A Segurança Social está a fazer penhoras de contas bancárias sem qualquer notificação prévia dos contribuintes. Os juristas contactados pelo SOL consideram que este procedimento é um atropelo à lei e alertam para a possível nulidade dos processos, num momento em que as queixas sobre abusos da administração fiscal e contributiva estão a aumentar e o Provedor de Justiça recebe duas reclamações por semana.
Guida Lázaro vai engrossar a lista de queixas na Provedoria, quando entregar a sua reclamação para a semana. «Penhoraram-me 2.033 euros de uma conta bancária sem me notificarem e avisaram-me de que vão ficar com o IRS de 2010 até ao pagamento da dívida», acusa a ex-jornalista, que garante ter comprovativos dos descontos de todos os anos em que trabalhou a recibos verdes «excepto de um mês que nem a Segurança Social nem a Caixa dos Jornalistas encontram».
O caso de Guida remonta a 2007, altura em que foi notificada pela Segurança Social para «pagar uma dívida já com juros de mora» de 3.210 euros. Na altura, dirigiu-se aos serviços com os comprovativos dos pagamentos que conseguiu reunir. Como faltavam dois recibos, foi aconselhada a fazer uma reclamação e a pedir o pagamento em dez prestações do valor relativo a esses dois meses de descontos. Um dos recibos acabou por aparecer e Guida pediu a correcção do valor em dívida.
Já em 2008, Guida Lázaro recebe uma carta do director da Unidade de Gestão de Atendimento da Segurança Social, lamentando «os transtornos causados» e explicando que a informação em falta vai ser pedida à Caixa dos Jornalistas. «Pensei que estava tudo resolvido até há duas semanas ter percebido que tinha a conta penhorada».
Nulidade é possível
A actuação da Segurança Social merece críticas dos fiscalistas ouvidos pelo SOL. Tiago Caiado Guerreiro não tem dúvidas de que as penhoras têm de ser precedidas por um aviso à pessoa visada, que tem depois 30 dias para reagir à notificação. E garante que o incumprimento desta formalidade pode implicar a «nulidade insanável do processo, se prejudicar a defesa do interessado».

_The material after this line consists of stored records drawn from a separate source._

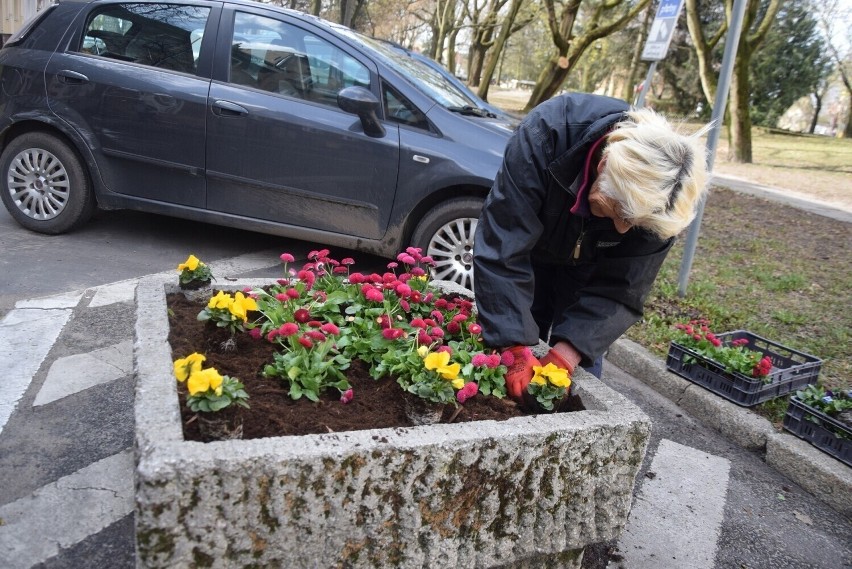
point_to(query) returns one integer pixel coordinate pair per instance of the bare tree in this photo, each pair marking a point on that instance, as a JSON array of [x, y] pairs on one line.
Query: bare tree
[[509, 26], [758, 18], [600, 19]]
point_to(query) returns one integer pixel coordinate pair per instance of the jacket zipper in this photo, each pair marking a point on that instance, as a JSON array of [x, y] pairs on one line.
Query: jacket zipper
[[579, 240]]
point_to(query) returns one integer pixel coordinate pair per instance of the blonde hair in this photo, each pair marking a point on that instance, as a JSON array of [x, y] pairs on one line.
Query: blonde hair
[[657, 175]]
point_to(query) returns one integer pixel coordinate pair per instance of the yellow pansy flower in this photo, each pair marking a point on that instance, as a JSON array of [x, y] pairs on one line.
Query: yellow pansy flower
[[241, 305], [191, 263], [184, 367], [203, 380], [221, 300], [555, 376], [439, 362]]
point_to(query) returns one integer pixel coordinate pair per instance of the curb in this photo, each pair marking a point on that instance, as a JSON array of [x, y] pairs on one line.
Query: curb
[[823, 476]]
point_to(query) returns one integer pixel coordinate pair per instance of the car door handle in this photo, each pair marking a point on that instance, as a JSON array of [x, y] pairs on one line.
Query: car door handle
[[229, 109], [72, 77]]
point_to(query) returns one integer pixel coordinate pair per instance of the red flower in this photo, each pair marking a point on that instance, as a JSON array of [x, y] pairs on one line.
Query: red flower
[[403, 290], [330, 328], [302, 315], [480, 360], [374, 295], [392, 333], [315, 335], [288, 329]]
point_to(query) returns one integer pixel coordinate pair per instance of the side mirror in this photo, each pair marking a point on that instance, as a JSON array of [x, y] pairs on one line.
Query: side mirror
[[360, 101]]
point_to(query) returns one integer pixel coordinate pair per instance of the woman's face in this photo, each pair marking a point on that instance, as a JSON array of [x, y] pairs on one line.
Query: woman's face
[[603, 206]]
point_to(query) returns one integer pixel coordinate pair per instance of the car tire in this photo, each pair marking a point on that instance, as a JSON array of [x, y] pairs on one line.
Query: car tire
[[446, 234], [45, 186]]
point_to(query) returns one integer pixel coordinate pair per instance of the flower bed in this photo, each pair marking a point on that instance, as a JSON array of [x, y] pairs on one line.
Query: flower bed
[[786, 371], [483, 493]]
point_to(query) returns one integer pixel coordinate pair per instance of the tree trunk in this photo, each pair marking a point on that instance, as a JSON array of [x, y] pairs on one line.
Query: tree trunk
[[817, 109], [548, 82], [507, 28], [740, 116]]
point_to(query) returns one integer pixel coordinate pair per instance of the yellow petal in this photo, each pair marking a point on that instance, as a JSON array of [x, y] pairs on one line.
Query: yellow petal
[[436, 360], [181, 371], [449, 371], [198, 382]]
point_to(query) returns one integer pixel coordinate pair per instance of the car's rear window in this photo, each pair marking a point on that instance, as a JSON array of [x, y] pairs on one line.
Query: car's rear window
[[157, 35]]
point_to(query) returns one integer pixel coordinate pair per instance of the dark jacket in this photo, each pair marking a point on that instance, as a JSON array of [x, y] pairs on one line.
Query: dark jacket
[[526, 225]]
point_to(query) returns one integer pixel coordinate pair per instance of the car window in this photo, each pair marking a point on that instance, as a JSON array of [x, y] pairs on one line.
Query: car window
[[275, 56], [399, 109], [166, 36]]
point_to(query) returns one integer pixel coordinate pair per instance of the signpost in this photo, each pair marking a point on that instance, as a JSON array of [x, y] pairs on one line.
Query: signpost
[[659, 38], [662, 30]]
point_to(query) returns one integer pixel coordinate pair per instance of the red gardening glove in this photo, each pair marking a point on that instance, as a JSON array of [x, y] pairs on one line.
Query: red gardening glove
[[555, 358], [520, 371]]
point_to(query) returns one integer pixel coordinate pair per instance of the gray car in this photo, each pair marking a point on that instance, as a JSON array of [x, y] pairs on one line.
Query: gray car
[[245, 115]]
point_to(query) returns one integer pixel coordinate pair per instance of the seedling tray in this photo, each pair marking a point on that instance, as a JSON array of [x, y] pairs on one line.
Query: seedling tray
[[791, 370], [824, 432]]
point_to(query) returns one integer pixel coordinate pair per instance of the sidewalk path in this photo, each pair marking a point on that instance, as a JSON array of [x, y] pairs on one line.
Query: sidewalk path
[[800, 201]]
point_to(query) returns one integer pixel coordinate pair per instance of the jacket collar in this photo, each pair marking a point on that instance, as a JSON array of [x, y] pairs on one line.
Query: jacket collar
[[565, 168]]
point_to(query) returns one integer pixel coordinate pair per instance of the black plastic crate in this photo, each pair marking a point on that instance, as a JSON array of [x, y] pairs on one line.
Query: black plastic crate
[[824, 432], [791, 370]]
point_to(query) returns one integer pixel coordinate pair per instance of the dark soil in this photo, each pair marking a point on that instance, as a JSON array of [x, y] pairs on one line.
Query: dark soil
[[376, 404]]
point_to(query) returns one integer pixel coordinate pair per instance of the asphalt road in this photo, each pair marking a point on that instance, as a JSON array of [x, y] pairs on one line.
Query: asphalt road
[[700, 501]]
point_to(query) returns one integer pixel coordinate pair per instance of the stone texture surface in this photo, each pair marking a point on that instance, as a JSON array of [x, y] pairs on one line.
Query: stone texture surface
[[531, 491]]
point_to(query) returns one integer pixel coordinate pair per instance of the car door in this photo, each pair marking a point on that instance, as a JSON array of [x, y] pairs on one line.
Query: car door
[[131, 84], [279, 148]]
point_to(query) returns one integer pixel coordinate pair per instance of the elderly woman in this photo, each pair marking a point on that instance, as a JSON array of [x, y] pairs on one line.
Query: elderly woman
[[589, 199]]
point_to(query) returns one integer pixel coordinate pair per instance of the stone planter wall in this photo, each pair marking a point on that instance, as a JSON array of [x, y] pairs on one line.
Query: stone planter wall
[[527, 492]]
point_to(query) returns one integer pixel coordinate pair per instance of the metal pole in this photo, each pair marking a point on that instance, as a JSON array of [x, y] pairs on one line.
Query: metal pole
[[731, 44], [640, 102]]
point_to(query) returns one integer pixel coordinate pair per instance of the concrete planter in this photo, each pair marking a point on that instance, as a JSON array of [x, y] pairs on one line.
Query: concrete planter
[[527, 492]]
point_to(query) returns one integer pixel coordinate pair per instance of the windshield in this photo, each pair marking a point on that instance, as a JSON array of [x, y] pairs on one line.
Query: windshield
[[429, 80]]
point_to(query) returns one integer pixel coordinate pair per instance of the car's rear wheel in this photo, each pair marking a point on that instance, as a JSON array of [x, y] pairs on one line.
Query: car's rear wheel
[[45, 186], [446, 234]]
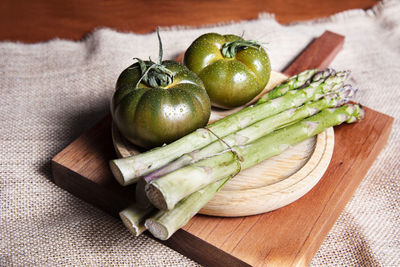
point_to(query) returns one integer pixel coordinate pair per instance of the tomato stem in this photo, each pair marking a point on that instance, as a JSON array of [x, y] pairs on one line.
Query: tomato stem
[[229, 49], [154, 74]]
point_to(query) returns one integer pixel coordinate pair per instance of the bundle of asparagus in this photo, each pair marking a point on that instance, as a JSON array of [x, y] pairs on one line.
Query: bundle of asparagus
[[180, 178]]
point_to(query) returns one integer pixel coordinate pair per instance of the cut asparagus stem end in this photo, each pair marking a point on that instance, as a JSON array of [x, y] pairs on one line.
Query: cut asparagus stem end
[[121, 170], [135, 230], [141, 199], [133, 218], [157, 229], [156, 197], [128, 170]]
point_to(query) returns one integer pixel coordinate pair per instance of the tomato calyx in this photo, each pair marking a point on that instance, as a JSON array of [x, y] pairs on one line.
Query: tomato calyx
[[229, 49], [153, 74]]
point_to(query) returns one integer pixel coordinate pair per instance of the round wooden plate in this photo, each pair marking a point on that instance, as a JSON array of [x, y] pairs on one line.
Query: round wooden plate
[[272, 184]]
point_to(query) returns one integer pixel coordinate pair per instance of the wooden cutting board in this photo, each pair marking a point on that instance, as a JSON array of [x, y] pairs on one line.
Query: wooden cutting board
[[289, 236], [269, 185]]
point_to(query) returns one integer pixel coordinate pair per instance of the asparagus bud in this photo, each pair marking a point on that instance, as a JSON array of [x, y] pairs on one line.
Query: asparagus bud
[[129, 170], [168, 190], [257, 130], [164, 223]]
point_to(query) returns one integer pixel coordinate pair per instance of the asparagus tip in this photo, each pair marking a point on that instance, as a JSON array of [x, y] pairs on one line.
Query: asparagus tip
[[156, 229]]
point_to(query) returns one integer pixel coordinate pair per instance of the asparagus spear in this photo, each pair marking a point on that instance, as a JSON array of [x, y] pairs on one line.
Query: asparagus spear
[[298, 81], [257, 130], [129, 170], [164, 223], [166, 191], [134, 217]]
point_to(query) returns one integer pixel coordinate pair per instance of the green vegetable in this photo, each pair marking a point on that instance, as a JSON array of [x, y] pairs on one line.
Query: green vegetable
[[168, 190], [129, 170], [157, 103], [165, 222], [255, 131], [233, 70], [134, 218]]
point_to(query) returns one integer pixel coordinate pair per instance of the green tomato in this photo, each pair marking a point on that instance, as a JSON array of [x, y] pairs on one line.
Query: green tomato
[[151, 115], [233, 70]]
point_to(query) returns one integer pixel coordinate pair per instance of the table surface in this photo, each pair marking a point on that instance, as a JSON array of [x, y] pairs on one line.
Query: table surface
[[41, 20]]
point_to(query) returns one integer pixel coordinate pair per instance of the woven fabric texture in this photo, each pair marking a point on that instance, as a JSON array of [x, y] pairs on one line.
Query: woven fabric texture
[[51, 92]]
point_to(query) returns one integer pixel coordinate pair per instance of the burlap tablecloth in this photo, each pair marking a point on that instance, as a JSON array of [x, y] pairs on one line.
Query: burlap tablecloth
[[51, 92]]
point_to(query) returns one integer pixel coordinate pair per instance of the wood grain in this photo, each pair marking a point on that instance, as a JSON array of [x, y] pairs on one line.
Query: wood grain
[[40, 20], [288, 236], [328, 45], [285, 237]]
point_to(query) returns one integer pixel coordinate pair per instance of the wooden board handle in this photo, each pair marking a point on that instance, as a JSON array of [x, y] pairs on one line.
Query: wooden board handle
[[319, 54]]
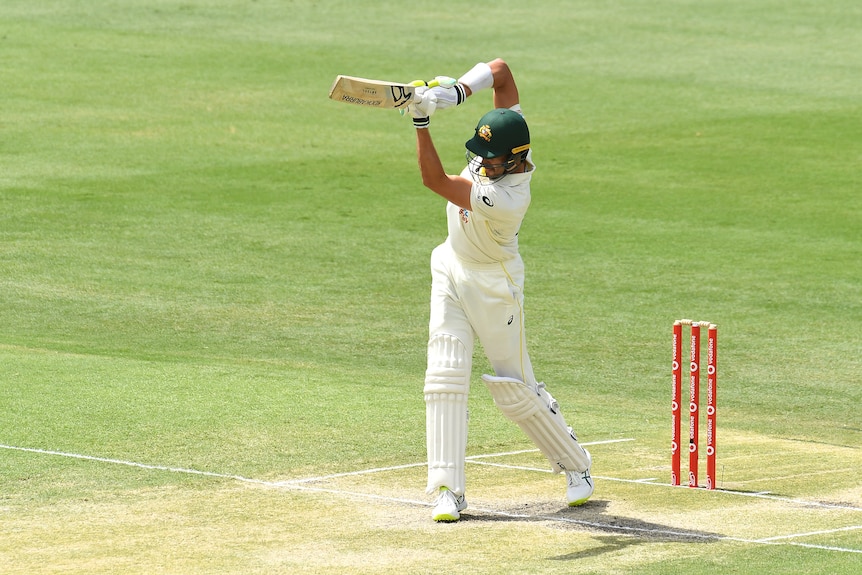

O advogado realça que há casos «absolutamente excepcionais» em que as penhoras podem ser feitas sem aviso. Mas esta opção tem de ser autorizada por um juiz e só é tomada perante contribuintes designados como «burlões profissionais».
O atropelo à lei nas penhoras é atribuído à massificação dos processos de cobrança coerciva. Tiago Caiado Guerreiro considera que, tal como já se verificava com a Direcção-Geral de Impostos, «a Segurança Social tornou-se extraordinariamente agressiva para obter receitas». O fiscalista lamenta que as garantias dos contribuintes e os direitos individuais tenham «ficado para trás».
Samuel Fernandes de Almeida, da sociedade de advogados Miranda, refere também que há situações específicas que podem dispensar a citação, mas entende que «não é esse o procedimento habitual». O advogado aponta para o aumento «exponencial» de erros processuais, com a automatização informática dos processos. E salienta que a própria organização interna da Segurança Social leva a incorrecções, já que o serviço de processos executivos está separado do que reúne o historial dos descontos de cada contribuinte.
Reclamações aumentam
A nível fiscal, também há queixas. Um caso relatado ao SOL mostra que os procedimentos da DGCI estão a lesar um contribuinte, impedindo-o de receber um crédito tributário relativo a pagamentos de IVA em excesso. Como as Finanças só reembolsam essa verba através de novas deduções do imposto e o contribuinte em causa já não está abrangido pelo IVA, «algumas centenas de euros» ficaram nos cofres do Estado (ler em baixo).
As queixas sobre abusos da Direcção-Geral de Impostos e da Segurança Social estão a subir. No ano passado, foram feitas 116 queixas relativas a processos de penhora da administração fiscal e da Segurança Social. E, no primeiro trimestre deste ano, já foram contabilizadas 32 queixas. A manter--se este ritmo, até ao fim de 2011, as reclamações aumentarão 10%.
Contactado pelo SOL, o Ministério do Trabalho recusou comentar as penhoras sem notificação sem conhecer os casos concretos. Mas, no caso da Caixa de Jornalistas, lembra que esta «continua a existir e é precisamente pelo facto de não estar integrada e de não ter ocorrido a transferência da informação que estas situações podem ocorrer».